Archive for August, 2009
Thursday, August 20th, 2009
There has been a lot of discussion lately on what the city should be requiring from large real estate deals that involve public subsidies. Fortunately, the same discussion is happening all over the globe. Cites, regions, states and even counties are looking at opportunities to create real economic growth. In the “Research Triangle” of North Carolina, businesses are developing their own way to promote a sustainable economy based on profit, people and planet. This is a voluntary initiative that is being sponsored by their own Chamber of Commerce as a model that is pro-business.
Pittsburgh does not compete with our suburbs – we compete with other regions. We need to expect more from government than real estate development – we need real economic development. When it comes to using our scarce incentives and grants, we need to expect more than just profits for land developers. We need a new economic development plan in Pittsburgh that guarantees that publicly subsidized developments improve the public. Pittsburgh needs to become a leader in Triple Bottom Line economics and sustainable growth. By assuring these principles we will minimize negative outcomes to communities and the environment. We will invest in projects that invest in people and the industries that will rebuild our region. And, we will end the cycle of using tax dollars to simply develop land.
The business community of North Carolina’s Research Triangle understand that the model of economic growth and sustainability is vastly different than it was in the 1950s. It is time for Pittsburgh to make this transition for all publicly subsidized projects and enable our new economy to prosper – for everyone.
Wednesday, August 12th, 2009
#1 – What is the Genuine Progress Index?
The Genuine Progress Index is holistic measurement tool used by communities to determine the real detriments and benefits of economic activity. The characteristics of the GPI create a system that has the ability to converge environmental, social, and economic impacts into one measurement, as it counts any harmful activities as negative, and any beneficial activities as positive.
Ron Colman, the Executive Direct of GPI Atlantic says that “In the Genuine Progress Index, we see the economy serving social goals, and we see human society as completely dependent on an encompassing ecosystem.”
GPI is valued by Nova Scotia for several reasons. First, they believe that it will allow them to make better decisions for the future. They also believe it is beneficial to place a value on things that are believed to be important, such as a clean environment and health, and place a negative value on things that negatively impact us, such as pollution.
Watch the video to learn more about the GPI system and it’s benefits.
#2 – A Class Act
Making Nova Scotia (and Pittsburgh) proud!
Monday, August 3rd, 2009
The Triple Bottom Line practice relies upon three main areas of focus that, when successfully implemented together, work to achieve the ultimate goal of sustainability. These areas are the social, environmental, and economic, or in other words, the people, planet, and profit.

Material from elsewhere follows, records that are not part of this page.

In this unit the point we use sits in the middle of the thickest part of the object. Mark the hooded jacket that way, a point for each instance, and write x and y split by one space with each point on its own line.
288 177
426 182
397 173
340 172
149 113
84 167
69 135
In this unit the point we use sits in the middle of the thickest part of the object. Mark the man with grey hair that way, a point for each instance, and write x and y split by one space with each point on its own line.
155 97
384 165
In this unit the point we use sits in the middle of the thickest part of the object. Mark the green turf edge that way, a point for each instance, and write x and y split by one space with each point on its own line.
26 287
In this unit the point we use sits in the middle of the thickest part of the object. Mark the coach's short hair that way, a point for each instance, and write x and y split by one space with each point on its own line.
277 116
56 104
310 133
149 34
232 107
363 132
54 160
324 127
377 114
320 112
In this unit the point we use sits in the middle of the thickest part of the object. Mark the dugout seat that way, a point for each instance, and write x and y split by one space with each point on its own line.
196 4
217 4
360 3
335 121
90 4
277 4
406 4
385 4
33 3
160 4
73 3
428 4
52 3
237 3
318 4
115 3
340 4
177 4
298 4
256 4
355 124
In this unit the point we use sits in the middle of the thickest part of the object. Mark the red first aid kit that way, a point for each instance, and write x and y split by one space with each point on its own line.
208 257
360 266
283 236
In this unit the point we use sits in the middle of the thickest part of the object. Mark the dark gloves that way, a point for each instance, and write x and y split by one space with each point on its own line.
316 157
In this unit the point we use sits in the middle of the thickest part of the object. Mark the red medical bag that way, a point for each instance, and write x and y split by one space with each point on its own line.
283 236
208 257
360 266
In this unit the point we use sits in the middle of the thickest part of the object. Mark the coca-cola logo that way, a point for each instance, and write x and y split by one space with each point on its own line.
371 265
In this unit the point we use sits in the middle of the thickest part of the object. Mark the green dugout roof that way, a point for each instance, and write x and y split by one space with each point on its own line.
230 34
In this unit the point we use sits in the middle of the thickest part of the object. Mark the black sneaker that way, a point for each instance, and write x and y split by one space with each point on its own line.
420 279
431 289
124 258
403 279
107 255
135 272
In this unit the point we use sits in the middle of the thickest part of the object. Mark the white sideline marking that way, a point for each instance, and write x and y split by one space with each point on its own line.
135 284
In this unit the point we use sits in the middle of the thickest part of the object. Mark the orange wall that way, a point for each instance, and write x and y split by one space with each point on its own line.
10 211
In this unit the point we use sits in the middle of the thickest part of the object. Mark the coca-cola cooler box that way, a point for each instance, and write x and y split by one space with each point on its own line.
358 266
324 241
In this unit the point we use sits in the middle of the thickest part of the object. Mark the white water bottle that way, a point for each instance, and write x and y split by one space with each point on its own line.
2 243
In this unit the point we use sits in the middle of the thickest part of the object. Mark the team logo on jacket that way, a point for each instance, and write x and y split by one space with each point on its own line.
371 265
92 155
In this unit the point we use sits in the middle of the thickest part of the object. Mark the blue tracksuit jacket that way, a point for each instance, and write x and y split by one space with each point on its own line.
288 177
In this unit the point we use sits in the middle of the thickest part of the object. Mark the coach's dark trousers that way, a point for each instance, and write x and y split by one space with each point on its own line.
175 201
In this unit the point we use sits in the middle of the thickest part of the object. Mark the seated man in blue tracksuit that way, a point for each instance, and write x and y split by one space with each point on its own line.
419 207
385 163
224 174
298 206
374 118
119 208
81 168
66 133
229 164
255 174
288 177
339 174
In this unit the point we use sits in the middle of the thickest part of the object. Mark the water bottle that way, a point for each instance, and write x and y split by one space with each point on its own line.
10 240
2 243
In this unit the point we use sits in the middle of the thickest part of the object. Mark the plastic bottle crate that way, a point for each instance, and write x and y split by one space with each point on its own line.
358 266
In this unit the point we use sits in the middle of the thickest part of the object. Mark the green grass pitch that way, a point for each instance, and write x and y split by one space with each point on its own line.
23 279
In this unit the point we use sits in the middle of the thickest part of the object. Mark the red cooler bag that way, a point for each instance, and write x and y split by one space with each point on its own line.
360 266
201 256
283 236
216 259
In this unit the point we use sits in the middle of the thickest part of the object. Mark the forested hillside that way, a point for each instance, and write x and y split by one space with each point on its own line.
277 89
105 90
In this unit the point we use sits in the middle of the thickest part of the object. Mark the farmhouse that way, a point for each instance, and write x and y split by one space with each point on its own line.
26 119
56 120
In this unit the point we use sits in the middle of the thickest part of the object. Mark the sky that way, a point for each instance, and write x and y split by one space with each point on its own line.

- People – A company that follows the principles of the Triple Bottom Line works to ensure that their development has a positive impact upon the people with which it interacts. It would ultimately give back to the community, and be sure to never exploit or endanger any group of people. For example, an operation that follows the Triple Bottom Line would never use child labor, and would ensure safe working conditions and fair working hours.
- Planet – A focus on environmentally sustainable practices is an essential component in the Triple Bottom Line. Energy use and ecological footprint are carefully monitored, and reduced in any way possible. The company would work to reduce the impact of their waste, and be cautious about the amount of resources consumed. The “cradle to grave” process of manufacturing is also a very important idea for this aspect of the Triple Bottom Line. Triple Bottom Line companies would not produce anything that was harmful to society, such as toxic chemicals.
- Profit – Traditionally, profit is seen as the benefit that the company receives from it’s business practices, the main objective of their actions. However, in a Triple Bottom Line business practice, profit is measured not only by the money made for the company, but by a lasting positive role in the economic community they are a part of.
A focus on all three of these aspects by a business is essential to achieve a Triple Bottom Line business practice. All three of these elements work to bring business interests and social interests together, making developments positive for both those inside the business, and in the surrounding community.